今まで何度も、この足で歩いて回ったはずの街。

 なのに、隣で一緒に歩く人がいるというだけで、見える景色が全く違う。



「蜂蜜の専門店がある。珍しいな」


「本当!この辺りはよく来るのに知りませんでした」



 アリシアなら気にもとめず通り過ぎてしまう場所にある店の前で、イルヴィスは足を止めた。

 古めかしい建物の窓から、たくさんの蜂蜜の瓶が並んでいるのが見える。



「見てくるか?」


「はい!」



 驚いたことに、売られていた蜂蜜は、それぞれ色が違った。あるものはほとんど黒のようだったり、またあるものは水飴と大差ないほどに透明だったりする。


 ハーブティーの味を調節するのに、蜂蜜は重宝している。せっかくだからどれか買ってみよう。
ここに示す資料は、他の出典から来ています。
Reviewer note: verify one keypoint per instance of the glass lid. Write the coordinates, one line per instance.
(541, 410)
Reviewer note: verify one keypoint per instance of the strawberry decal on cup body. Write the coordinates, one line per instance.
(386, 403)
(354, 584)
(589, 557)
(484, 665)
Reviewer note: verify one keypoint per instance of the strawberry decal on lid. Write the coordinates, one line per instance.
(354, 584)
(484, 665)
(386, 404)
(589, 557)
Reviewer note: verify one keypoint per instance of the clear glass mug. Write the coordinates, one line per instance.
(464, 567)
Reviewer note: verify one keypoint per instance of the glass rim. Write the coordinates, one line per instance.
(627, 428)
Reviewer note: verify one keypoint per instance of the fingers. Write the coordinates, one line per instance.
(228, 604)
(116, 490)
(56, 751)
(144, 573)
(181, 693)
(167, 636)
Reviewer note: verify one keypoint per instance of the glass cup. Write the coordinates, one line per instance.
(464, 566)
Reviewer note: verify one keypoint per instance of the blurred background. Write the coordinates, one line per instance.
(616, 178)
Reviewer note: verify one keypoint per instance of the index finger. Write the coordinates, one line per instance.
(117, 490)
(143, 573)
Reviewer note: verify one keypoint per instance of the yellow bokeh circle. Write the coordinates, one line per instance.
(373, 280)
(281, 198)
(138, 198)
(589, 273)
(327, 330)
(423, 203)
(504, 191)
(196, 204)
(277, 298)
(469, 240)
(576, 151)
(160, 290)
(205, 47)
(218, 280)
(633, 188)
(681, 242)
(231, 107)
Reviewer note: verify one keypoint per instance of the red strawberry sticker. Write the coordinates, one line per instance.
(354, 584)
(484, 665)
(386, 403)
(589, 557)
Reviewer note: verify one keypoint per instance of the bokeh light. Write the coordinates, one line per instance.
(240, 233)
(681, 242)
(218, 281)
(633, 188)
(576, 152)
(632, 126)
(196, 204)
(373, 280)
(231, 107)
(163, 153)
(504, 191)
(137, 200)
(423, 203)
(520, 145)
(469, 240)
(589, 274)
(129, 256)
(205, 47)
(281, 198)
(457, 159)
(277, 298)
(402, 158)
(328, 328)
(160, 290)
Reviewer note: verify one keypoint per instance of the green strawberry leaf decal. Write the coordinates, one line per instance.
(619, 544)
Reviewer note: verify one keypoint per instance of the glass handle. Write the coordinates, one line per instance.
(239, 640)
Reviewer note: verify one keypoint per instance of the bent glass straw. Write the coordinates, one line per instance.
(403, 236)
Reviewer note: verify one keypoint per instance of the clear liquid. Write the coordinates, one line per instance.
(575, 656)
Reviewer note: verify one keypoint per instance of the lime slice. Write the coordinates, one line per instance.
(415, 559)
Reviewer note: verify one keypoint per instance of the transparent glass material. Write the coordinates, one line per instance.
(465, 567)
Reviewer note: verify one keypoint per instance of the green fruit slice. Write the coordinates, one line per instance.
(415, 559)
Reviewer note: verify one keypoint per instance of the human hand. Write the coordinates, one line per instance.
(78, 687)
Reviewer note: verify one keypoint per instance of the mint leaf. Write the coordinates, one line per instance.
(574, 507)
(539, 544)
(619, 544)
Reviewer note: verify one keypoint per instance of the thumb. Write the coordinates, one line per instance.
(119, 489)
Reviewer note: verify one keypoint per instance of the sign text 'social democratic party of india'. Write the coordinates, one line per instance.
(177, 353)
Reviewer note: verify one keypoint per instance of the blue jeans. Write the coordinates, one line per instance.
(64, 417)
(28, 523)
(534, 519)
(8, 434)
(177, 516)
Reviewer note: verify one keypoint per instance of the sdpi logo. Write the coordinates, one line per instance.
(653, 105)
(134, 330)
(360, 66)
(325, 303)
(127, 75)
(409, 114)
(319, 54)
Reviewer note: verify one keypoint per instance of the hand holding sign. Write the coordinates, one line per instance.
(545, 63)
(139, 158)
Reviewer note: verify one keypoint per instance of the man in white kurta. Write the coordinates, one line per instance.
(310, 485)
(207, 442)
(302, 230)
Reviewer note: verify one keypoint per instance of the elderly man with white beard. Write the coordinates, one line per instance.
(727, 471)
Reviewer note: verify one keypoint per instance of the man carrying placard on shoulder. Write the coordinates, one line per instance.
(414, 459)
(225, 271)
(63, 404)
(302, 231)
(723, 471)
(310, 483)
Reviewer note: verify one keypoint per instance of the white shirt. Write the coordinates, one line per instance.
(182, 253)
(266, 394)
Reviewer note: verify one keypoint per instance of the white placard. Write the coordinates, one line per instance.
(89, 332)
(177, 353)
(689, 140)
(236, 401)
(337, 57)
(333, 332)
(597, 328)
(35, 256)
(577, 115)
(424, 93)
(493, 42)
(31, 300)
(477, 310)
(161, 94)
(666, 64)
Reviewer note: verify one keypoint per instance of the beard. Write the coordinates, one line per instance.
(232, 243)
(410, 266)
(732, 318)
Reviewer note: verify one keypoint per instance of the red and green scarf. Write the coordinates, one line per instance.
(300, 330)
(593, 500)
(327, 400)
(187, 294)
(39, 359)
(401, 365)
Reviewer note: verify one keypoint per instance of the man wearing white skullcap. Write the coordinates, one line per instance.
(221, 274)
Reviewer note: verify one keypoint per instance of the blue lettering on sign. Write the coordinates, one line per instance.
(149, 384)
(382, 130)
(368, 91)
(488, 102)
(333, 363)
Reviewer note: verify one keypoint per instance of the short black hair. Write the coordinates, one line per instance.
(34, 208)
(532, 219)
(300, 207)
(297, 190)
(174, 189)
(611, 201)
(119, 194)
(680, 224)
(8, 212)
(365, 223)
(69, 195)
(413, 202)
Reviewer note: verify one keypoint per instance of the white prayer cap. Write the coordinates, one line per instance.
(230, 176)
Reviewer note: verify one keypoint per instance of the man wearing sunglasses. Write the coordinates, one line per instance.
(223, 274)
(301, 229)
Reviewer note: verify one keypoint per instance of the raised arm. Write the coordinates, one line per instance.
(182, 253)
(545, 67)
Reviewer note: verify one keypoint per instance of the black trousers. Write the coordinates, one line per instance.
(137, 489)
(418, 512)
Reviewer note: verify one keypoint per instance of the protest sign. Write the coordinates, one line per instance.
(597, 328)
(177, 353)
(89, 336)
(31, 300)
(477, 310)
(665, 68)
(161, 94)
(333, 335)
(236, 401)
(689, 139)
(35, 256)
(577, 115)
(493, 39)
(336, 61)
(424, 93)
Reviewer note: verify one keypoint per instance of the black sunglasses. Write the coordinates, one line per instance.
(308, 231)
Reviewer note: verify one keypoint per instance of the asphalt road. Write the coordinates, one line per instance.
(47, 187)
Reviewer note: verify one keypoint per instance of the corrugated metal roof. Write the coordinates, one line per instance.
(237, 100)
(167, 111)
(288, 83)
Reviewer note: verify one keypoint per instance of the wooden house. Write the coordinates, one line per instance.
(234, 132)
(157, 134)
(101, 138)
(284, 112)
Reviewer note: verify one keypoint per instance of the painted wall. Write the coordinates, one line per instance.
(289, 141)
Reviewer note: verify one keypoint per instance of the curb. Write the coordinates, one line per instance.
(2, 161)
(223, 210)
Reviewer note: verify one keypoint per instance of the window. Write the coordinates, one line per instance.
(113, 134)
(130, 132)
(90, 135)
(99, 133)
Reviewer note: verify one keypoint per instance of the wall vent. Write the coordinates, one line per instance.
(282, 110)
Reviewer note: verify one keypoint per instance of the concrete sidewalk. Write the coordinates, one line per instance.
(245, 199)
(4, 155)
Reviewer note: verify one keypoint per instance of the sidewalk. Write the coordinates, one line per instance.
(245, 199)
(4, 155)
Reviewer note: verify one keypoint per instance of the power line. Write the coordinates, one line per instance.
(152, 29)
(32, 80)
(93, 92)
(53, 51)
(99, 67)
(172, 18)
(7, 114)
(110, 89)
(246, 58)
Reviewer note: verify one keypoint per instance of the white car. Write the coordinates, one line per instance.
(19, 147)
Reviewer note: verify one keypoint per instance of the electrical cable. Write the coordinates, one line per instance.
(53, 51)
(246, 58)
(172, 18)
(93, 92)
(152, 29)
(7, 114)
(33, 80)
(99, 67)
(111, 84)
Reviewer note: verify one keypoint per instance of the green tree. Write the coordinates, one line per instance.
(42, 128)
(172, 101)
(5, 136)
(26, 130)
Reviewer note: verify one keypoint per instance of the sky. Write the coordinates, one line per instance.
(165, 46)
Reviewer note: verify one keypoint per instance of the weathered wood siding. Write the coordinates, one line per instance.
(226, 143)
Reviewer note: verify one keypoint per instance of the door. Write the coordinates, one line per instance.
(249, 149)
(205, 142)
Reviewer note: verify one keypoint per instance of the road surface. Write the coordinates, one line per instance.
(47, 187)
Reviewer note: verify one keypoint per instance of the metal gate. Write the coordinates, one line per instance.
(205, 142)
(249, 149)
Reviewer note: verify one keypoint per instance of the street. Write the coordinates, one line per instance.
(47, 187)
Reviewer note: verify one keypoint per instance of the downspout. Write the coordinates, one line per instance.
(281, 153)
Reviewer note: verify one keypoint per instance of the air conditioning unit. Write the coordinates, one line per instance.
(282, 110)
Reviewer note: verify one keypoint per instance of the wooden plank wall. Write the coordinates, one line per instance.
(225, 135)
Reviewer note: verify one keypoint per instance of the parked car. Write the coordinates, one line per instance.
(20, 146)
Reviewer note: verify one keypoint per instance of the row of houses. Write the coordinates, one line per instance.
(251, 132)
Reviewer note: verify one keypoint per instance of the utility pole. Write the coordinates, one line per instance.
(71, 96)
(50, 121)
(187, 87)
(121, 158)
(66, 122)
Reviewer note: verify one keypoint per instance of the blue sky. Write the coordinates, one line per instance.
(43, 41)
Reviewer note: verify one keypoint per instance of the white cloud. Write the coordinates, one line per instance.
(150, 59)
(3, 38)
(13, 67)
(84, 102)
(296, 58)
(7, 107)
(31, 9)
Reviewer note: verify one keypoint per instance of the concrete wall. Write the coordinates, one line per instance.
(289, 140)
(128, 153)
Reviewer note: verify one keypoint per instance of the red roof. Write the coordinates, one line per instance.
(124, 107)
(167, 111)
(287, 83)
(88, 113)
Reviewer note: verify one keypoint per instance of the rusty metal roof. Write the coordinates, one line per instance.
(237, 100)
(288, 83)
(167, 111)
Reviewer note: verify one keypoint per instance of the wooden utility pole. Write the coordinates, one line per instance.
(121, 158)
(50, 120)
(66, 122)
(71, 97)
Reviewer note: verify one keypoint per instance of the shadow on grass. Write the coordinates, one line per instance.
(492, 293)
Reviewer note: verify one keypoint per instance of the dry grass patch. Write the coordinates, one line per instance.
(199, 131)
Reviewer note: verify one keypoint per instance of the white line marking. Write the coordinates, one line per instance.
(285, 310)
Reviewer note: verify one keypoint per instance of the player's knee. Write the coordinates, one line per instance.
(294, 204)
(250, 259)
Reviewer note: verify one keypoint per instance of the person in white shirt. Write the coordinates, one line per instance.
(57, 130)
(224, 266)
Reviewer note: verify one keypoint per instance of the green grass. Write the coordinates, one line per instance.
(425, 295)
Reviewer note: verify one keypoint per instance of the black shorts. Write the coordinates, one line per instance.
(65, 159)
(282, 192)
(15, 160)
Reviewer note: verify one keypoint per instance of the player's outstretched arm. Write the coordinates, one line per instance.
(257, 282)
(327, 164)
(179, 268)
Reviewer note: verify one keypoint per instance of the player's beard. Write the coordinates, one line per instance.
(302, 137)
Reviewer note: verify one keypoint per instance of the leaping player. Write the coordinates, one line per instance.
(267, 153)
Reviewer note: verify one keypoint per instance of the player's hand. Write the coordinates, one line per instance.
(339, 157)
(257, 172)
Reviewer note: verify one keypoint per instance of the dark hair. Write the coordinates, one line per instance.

 狭い店だったので、イルヴィスは外で待っているからゆっくり選ぶようにと言った。



(お言葉に甘えて、いろいろ見せてもらおう)



 並んている蜂蜜の種類は、ラズベリーの花や、リンゴの花など。ローズマリーやタイムといった、アリシアにはおなじみの名前もある。

 とれる花が違うと味も見た目もかなり違うようだ。

 たっぷりと時間をかけて、アリシアはオレンジの蜂蜜とラベンダーの蜂蜜を選んだ。